Several visual results of the AMD GA and Stargardt atrophy segmentation and progression prediction with the self-attended U-Net and the regular U-Net are provided in Figs. 4, 5 and 6 with an overall average level of performance. Overall, the self-attended U-Net yields better performance than the regular U-Net, particularly for the multi-focal pattern lesions. As shown in the second and third rows in Fig. 4, the regular U-Net may present ‘under-segmentation’ if the multi-focal lesions have uneven image intensity distribution (the second row in Fig. 4) and may present ‘over-segmentation’ if a non-atrophy region (e.g., the optic nerve head region in the FAF image on the third row in Fig. 4) has similar intensity level with the atrophy regions. The feature mapping results of the self-attended U-Net and the regular U-Net are shown in Fig. 5. In the process of baseline atrophic lesions’ segmentation, the activation heatmaps displayed from our self-attended neural network tend to focus on the notable features of the foreground. Because the self-attended mechanism directly involves in the training of the neural network, it urges the activations to concentratedly attend on the markedly reduced hypo-fluorescence regions interested (i.e., atrophic regions with complete RPE and corresponding fluorescence loss). The reconstruction heatmaps in the process of U-Net baseline atrophic lesions’ segmentation tend to have expanded feature regions than the real atrophy regions, because the reconstruction heatmaps are based on the post-doc activations of the regular U-Net, which do not utilize such an attention mechanism. Furthermore, as shown in Fig. 6, the heatmaps with the self-attended mechanism can capture the feature rings (i.e., the intensity changes due to the early damages of the retina) which correspond with the atrophy growth after 12 months. As shown on the baseline FAF images, around the borders of markedly reduced hypo-fluorescence atrophic regions, scattered autofluorescence reductions have occurred. It is indicative of the incomplete loss of the RPE and corresponding fluorescence and an early sign of continuous growth of atrophic lesions in the future. The self-attended activation heatmaps can capture such early signs of future disease growth with the CNN trained on the baseline incomplete loss of fluorescence and follow-up ground truth.

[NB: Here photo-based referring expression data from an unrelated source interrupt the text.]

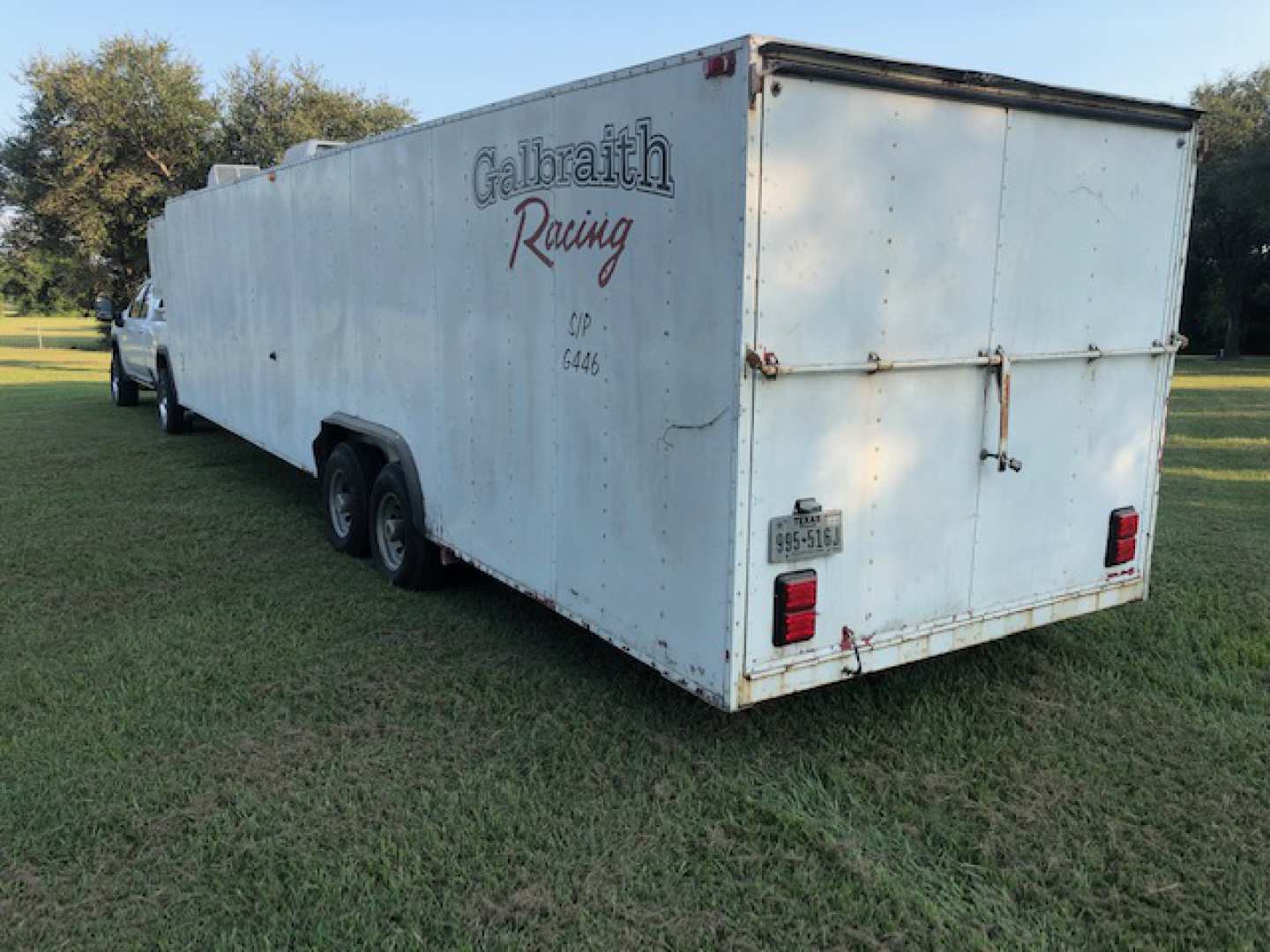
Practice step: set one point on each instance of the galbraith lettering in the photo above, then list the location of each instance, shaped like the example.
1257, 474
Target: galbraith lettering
638, 160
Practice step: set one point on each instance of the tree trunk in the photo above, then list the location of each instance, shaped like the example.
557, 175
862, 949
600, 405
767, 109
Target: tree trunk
1233, 319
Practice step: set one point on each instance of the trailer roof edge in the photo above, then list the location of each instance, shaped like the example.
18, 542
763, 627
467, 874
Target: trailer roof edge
796, 58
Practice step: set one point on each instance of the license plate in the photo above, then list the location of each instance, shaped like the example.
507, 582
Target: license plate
804, 536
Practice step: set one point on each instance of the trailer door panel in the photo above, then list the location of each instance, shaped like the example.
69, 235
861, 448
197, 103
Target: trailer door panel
879, 216
1090, 249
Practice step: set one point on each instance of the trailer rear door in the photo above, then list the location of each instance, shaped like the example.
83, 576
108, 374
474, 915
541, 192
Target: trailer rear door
918, 258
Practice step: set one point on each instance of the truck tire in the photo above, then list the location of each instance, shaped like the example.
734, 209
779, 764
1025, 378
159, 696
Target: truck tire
346, 492
172, 415
403, 555
123, 390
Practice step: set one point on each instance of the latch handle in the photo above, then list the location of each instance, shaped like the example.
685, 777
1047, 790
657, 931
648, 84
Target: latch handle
1001, 362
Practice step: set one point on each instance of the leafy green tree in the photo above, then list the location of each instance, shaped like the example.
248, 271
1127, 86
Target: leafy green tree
1231, 228
106, 138
103, 141
265, 109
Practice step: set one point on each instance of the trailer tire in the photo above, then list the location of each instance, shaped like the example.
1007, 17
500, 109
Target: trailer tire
123, 389
346, 492
401, 554
173, 418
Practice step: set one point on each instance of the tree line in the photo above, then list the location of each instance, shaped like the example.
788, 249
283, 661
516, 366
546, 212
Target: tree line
104, 140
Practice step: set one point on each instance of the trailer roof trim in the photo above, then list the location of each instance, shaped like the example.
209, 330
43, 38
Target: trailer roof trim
990, 89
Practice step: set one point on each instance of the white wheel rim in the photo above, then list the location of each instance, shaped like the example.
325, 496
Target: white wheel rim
390, 531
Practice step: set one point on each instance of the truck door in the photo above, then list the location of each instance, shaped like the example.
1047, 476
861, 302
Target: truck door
133, 337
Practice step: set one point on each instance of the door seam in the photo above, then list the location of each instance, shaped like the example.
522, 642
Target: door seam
987, 377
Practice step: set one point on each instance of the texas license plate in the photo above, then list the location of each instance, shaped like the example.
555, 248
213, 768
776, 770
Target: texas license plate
804, 536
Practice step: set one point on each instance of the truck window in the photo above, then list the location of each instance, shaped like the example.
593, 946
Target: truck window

While this study demonstrates the advantages/improvements in segmentation and progression prediction, it also has some drawbacks. (1) The nature of the deep learning algorithms requires larger training datasets for optimal algorithm performance. While the fully convolutional neural networks used in this study work well with smaller datasets, larger datasets are preferred to achieve optimal performance. Our datasets are relatively small as we required patients to have longitudinal visits. (2) AMD and especially Stargardt progression are generally slow. The growth of the atrophic regions for both AMD and Stargardt disease within 12 months are not distinct as shown in Fig. 3. Also, because the FAF images are 2D projections of the 3D retina, the specific retinal layers impacted by the disease process are not clearly defined on the 2D FAF images, and this may limit our ability to extract biomarkers predictive of disease progression. Future studies with larger 3D image datasets with longer longitudinal follow-up will be important to further improve algorithm performance and identify early biomarkers which can predict progression. Also, these models can only be used when GA or Stargardt’s atrophy is predetermined to be present within the image.

In summary, in this paper, we reported a deep learning system using a self-attended neural network for the automated segmentation and progression prediction of AMD GA lesions and Stargardt atrophic lesions. Compared with the start-of-the-art regular U-Net, the self-attended neural network demonstrates a consistent enhancement of performance for both AMD and Stargardt diseases. The developed self-attended mechanism can be applied on the visual discovery of early AMD features based on longitudinal image data with longer visit times.